Como eu não trabalho todo dia sobrou para eu fazer essa viagem de merda pra pegar água. De que adianta receber todo mês se não conseguem encomendar um caminhão-pipa? Olhei com raiva para o Bastião, que estava tão exausto quanto eu.

Levantei, todo dolorido e sujo, puxei o cabresto do bastião e seguimos viagem. O povo de casa disse que eu ia fazer esse caminho uma vez por semana, porque todo mundo no bairro só tinha direito a três baldes por caminhão-pipa. Com a água do tororó íamos fazer uma reserva, essa seria toda nossa, não ia precisar dividir com o resto do bairro.

Já era quase de noite quando cheguei no rio, ou o que era o rio. Não acreditei quando vi aquele fiapo de água barrenta, não ia servir pra levar. Fiquei andando dois dias nesse burro pra descobrir que não tem nada de bom. Sentei no chão e fiquei olhando pro barro. Eu também não tinha mais água. Tomei tudo que tinha na ida porque ia encher na volta.

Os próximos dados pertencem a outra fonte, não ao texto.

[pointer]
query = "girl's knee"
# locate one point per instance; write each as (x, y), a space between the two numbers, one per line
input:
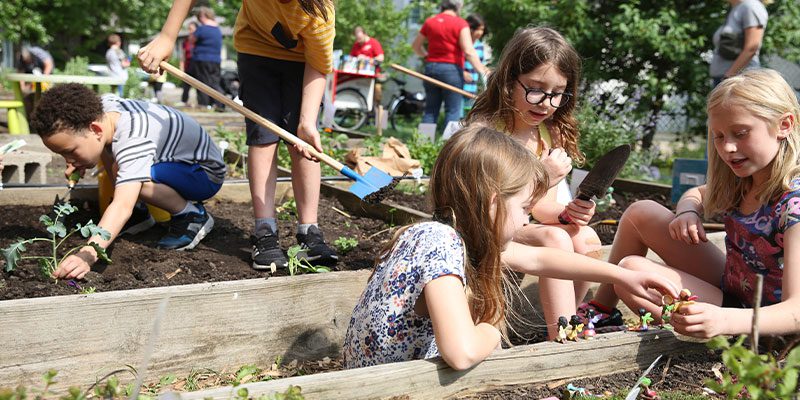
(634, 263)
(555, 238)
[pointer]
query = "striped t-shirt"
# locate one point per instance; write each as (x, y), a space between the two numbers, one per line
(148, 134)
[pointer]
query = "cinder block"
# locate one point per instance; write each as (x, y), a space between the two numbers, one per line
(26, 167)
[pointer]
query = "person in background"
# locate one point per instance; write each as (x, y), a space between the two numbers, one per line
(369, 48)
(477, 29)
(118, 62)
(207, 56)
(449, 41)
(285, 50)
(738, 41)
(188, 48)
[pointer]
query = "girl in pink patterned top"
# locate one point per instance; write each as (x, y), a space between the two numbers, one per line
(754, 181)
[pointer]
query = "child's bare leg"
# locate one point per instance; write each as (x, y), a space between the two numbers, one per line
(557, 296)
(705, 291)
(584, 241)
(262, 172)
(306, 186)
(645, 225)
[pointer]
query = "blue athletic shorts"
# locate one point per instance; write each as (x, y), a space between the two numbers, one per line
(189, 180)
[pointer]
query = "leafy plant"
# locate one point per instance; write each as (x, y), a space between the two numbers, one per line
(237, 147)
(58, 235)
(758, 375)
(345, 244)
(301, 265)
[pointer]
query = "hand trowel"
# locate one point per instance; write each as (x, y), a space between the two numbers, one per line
(600, 178)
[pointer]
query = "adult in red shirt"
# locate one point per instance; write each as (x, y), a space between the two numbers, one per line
(449, 41)
(369, 48)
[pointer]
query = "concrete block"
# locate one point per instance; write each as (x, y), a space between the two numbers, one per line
(26, 167)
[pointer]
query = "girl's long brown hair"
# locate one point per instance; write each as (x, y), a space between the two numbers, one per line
(528, 49)
(476, 164)
(316, 8)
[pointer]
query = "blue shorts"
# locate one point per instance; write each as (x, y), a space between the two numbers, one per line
(189, 180)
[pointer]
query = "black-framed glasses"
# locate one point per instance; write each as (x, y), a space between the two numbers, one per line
(536, 96)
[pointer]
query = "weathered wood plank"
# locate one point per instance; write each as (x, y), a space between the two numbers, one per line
(215, 325)
(42, 196)
(433, 379)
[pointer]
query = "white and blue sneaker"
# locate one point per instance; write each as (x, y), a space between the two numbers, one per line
(187, 230)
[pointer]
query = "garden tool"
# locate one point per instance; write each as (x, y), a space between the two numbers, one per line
(434, 81)
(598, 180)
(372, 187)
(634, 393)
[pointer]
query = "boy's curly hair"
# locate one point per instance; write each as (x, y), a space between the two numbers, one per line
(69, 106)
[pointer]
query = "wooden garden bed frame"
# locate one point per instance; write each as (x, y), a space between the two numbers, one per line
(433, 379)
(225, 325)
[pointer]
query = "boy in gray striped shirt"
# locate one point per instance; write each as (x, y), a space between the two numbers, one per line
(159, 155)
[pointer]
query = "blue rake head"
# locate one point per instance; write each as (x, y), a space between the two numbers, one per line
(373, 181)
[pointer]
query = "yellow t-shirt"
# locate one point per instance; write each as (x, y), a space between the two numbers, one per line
(274, 29)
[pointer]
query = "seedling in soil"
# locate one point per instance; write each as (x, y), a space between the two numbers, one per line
(301, 265)
(58, 235)
(753, 375)
(345, 244)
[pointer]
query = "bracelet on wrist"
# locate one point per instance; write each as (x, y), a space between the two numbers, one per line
(688, 211)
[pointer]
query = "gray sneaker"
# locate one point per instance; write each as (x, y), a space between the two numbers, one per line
(267, 253)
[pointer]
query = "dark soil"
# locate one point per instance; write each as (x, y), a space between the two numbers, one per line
(685, 373)
(223, 255)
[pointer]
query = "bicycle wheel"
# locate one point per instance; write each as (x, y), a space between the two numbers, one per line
(351, 109)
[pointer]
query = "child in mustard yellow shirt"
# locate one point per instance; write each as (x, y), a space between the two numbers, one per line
(284, 52)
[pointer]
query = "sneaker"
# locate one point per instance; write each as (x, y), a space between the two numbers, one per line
(603, 322)
(314, 248)
(140, 220)
(267, 253)
(187, 230)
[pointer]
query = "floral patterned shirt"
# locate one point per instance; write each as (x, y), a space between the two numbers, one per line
(754, 245)
(384, 327)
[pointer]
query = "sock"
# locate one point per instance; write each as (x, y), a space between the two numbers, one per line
(302, 229)
(263, 223)
(602, 308)
(190, 207)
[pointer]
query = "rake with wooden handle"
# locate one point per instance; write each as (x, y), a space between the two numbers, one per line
(372, 187)
(436, 82)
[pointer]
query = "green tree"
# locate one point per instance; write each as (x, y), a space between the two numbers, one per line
(654, 47)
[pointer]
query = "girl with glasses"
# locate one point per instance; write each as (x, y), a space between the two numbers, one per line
(531, 96)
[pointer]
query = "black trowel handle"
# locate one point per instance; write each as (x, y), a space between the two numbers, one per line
(564, 218)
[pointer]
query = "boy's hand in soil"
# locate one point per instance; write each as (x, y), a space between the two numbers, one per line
(77, 265)
(557, 164)
(639, 284)
(688, 228)
(702, 320)
(580, 211)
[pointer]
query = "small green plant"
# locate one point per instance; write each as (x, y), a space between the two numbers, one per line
(58, 234)
(286, 210)
(345, 244)
(235, 142)
(760, 376)
(301, 265)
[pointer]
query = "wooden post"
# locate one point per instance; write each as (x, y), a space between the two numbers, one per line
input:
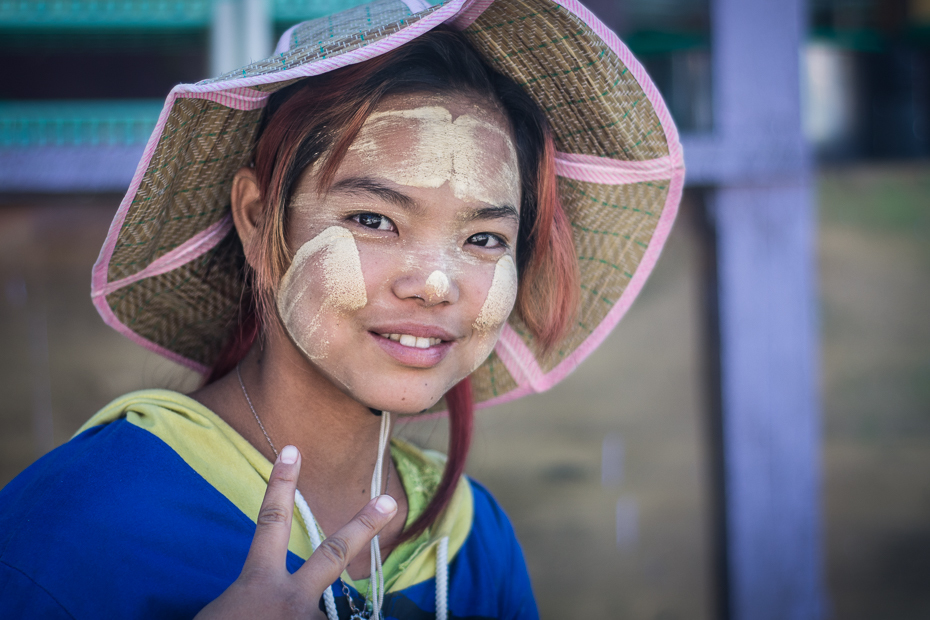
(763, 220)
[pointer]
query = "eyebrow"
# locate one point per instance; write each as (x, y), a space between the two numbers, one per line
(495, 213)
(367, 185)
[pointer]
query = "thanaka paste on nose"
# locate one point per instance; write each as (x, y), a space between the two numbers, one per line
(437, 286)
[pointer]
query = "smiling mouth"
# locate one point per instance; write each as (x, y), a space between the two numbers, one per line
(413, 342)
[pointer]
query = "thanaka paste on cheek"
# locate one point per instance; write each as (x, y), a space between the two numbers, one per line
(496, 309)
(338, 271)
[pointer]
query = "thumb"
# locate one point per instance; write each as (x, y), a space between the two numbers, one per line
(333, 555)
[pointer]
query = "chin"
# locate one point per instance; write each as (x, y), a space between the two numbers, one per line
(414, 400)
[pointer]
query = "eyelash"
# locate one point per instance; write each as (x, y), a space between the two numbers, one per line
(491, 236)
(360, 219)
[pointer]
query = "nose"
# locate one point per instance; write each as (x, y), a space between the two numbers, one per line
(430, 287)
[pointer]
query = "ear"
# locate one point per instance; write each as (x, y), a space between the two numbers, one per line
(246, 203)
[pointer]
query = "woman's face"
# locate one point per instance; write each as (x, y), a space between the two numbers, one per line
(405, 272)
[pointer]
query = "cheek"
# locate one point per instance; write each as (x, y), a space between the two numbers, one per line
(495, 310)
(501, 297)
(325, 278)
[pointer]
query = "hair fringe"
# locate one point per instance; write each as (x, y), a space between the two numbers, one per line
(290, 147)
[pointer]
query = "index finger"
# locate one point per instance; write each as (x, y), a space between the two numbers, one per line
(325, 564)
(273, 526)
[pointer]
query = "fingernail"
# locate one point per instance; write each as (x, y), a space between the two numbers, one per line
(385, 505)
(289, 455)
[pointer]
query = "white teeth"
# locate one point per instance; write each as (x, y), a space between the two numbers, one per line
(413, 341)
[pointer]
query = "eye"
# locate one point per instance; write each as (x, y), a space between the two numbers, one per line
(374, 221)
(486, 240)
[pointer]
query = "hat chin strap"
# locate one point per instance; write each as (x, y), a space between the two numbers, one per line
(376, 582)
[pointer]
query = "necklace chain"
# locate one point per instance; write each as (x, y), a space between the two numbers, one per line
(255, 413)
(356, 614)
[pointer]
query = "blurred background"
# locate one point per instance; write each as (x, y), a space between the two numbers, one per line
(632, 485)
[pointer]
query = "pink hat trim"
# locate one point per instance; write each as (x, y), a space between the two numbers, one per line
(514, 353)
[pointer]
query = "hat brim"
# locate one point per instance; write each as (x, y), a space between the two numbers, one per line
(620, 165)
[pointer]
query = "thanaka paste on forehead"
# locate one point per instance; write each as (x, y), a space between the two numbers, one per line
(442, 151)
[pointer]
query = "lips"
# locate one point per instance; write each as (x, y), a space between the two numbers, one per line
(409, 340)
(419, 346)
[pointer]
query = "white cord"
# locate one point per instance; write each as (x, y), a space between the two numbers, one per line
(313, 531)
(377, 572)
(442, 579)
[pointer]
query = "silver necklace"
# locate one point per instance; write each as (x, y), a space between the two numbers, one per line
(367, 610)
(387, 482)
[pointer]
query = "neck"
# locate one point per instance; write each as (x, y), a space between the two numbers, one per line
(336, 435)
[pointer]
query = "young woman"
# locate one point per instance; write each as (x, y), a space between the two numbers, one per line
(367, 225)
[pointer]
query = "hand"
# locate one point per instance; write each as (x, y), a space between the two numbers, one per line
(265, 588)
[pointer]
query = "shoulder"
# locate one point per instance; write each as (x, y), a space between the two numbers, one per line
(491, 561)
(108, 524)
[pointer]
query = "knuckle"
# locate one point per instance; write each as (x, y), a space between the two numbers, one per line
(336, 550)
(282, 475)
(273, 515)
(368, 522)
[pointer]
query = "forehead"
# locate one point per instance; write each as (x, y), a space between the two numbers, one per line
(428, 141)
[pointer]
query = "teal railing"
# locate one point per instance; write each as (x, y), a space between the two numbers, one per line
(71, 14)
(77, 123)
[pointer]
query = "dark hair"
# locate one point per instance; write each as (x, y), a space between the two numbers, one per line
(312, 122)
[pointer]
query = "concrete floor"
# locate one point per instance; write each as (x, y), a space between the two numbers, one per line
(605, 476)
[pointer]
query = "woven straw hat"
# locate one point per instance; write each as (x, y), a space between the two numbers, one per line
(619, 164)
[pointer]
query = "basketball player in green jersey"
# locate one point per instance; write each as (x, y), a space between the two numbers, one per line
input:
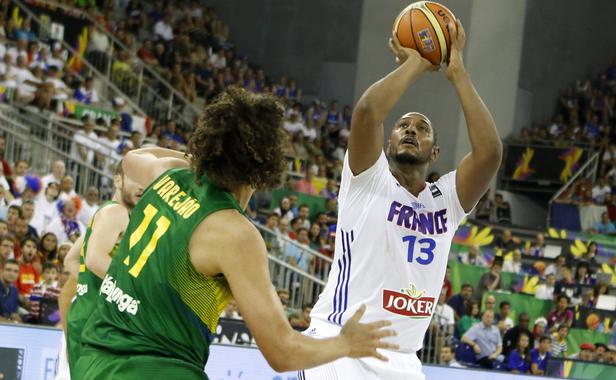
(104, 232)
(189, 248)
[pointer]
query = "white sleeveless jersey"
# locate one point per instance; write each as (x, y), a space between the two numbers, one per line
(391, 251)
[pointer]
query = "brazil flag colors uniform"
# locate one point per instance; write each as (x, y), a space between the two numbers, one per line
(85, 299)
(156, 314)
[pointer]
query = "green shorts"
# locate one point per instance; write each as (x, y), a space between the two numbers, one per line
(98, 365)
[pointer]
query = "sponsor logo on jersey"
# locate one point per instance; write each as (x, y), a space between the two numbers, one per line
(82, 289)
(408, 302)
(429, 223)
(115, 295)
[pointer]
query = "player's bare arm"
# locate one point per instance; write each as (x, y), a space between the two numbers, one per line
(107, 227)
(236, 249)
(68, 291)
(477, 169)
(367, 132)
(146, 164)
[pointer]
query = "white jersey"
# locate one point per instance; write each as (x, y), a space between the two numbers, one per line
(391, 251)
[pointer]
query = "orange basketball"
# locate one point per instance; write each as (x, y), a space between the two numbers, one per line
(423, 26)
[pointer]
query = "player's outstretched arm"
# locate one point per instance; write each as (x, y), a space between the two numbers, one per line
(107, 227)
(146, 164)
(367, 133)
(477, 169)
(69, 289)
(243, 261)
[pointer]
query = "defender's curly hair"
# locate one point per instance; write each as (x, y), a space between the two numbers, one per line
(239, 140)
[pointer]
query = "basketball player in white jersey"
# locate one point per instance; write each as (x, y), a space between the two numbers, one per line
(394, 229)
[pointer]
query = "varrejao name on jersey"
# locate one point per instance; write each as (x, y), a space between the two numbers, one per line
(124, 302)
(82, 289)
(408, 302)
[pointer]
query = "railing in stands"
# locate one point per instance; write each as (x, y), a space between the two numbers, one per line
(588, 170)
(110, 89)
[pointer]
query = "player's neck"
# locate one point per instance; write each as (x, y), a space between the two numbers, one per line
(242, 195)
(411, 177)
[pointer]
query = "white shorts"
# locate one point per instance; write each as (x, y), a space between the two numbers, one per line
(401, 365)
(63, 372)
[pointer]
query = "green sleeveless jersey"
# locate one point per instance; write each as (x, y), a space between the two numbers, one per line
(87, 286)
(152, 300)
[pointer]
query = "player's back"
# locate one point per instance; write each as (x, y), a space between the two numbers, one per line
(153, 302)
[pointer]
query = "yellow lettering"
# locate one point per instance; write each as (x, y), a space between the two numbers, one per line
(188, 213)
(176, 198)
(161, 182)
(171, 192)
(186, 206)
(168, 186)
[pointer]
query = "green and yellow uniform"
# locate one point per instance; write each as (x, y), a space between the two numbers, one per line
(85, 299)
(156, 314)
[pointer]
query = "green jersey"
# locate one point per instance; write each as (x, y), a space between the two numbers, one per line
(86, 297)
(153, 302)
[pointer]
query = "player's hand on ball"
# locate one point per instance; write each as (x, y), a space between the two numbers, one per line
(362, 339)
(458, 39)
(403, 54)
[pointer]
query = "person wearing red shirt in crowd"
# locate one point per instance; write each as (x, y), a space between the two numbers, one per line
(305, 184)
(560, 315)
(28, 276)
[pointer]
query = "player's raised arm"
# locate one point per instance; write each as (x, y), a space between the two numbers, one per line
(107, 226)
(69, 289)
(146, 164)
(367, 132)
(477, 169)
(243, 261)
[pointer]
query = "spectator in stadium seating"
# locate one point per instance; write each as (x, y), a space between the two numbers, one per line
(7, 248)
(444, 316)
(512, 335)
(305, 185)
(586, 353)
(600, 190)
(330, 190)
(48, 248)
(48, 289)
(458, 302)
(66, 226)
(447, 358)
(284, 209)
(502, 209)
(470, 317)
(560, 315)
(514, 265)
(545, 291)
(518, 360)
(473, 257)
(583, 276)
(559, 341)
(503, 319)
(230, 311)
(507, 242)
(601, 352)
(539, 356)
(557, 267)
(491, 280)
(604, 226)
(9, 295)
(89, 205)
(28, 275)
(538, 247)
(163, 29)
(485, 339)
(485, 207)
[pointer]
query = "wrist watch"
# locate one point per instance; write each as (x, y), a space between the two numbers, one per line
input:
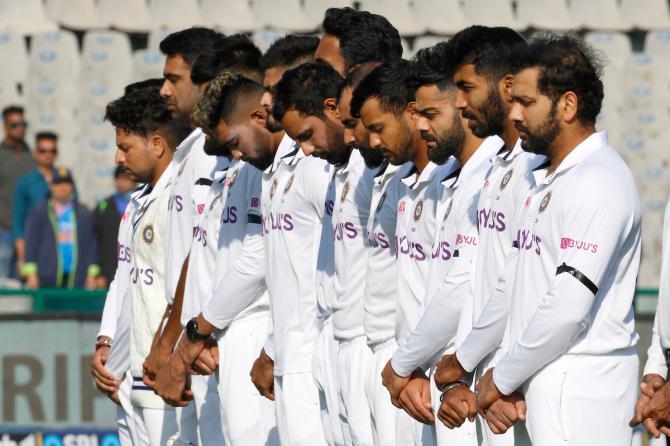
(192, 331)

Eu estava fodido.

Deitei de vez na terra, liguei meu celular e não tinha sinal. Tinha que ser, desgraça sempre vem acompanhada. O Bastião cheirou a água, voltou, mas depois tomou. Olhei pra ele, estava morto de sede. Fui até o riacho e coloquei a mão pra beber assim mesmo.

-Ei moço, faz isso não, vai ficar doente. Eu divido um pouco da minha água.

Olhei pra trás e vi uma morena linda, parecia a Gabriela daquelas novelas, morena, cabelão cacheado, uns olhos de jabuticaba e o corpo que era difícil de parar de olhar.

-Moço?

-Ah, desculpa. Posso mesmo?

-Claro.

Fui até ela e peguei a garrafa e tomei um tanto.

-Olha moço, o tororó desviou, agora ele fica pra lá.

Ela disse, apontando para a direita.

-Qual seu nome?

-Maria, e o seu?

-Júlio.

-Você vai levar meio dia pra chegar lá nesse seu burro, mas tem água lá.

Cocei a cabeça, estava suja, eu inteiro estava sujo. Agradeci a Maria, sem ela teria perdido a viagem e deixei a bela morena no Tororó.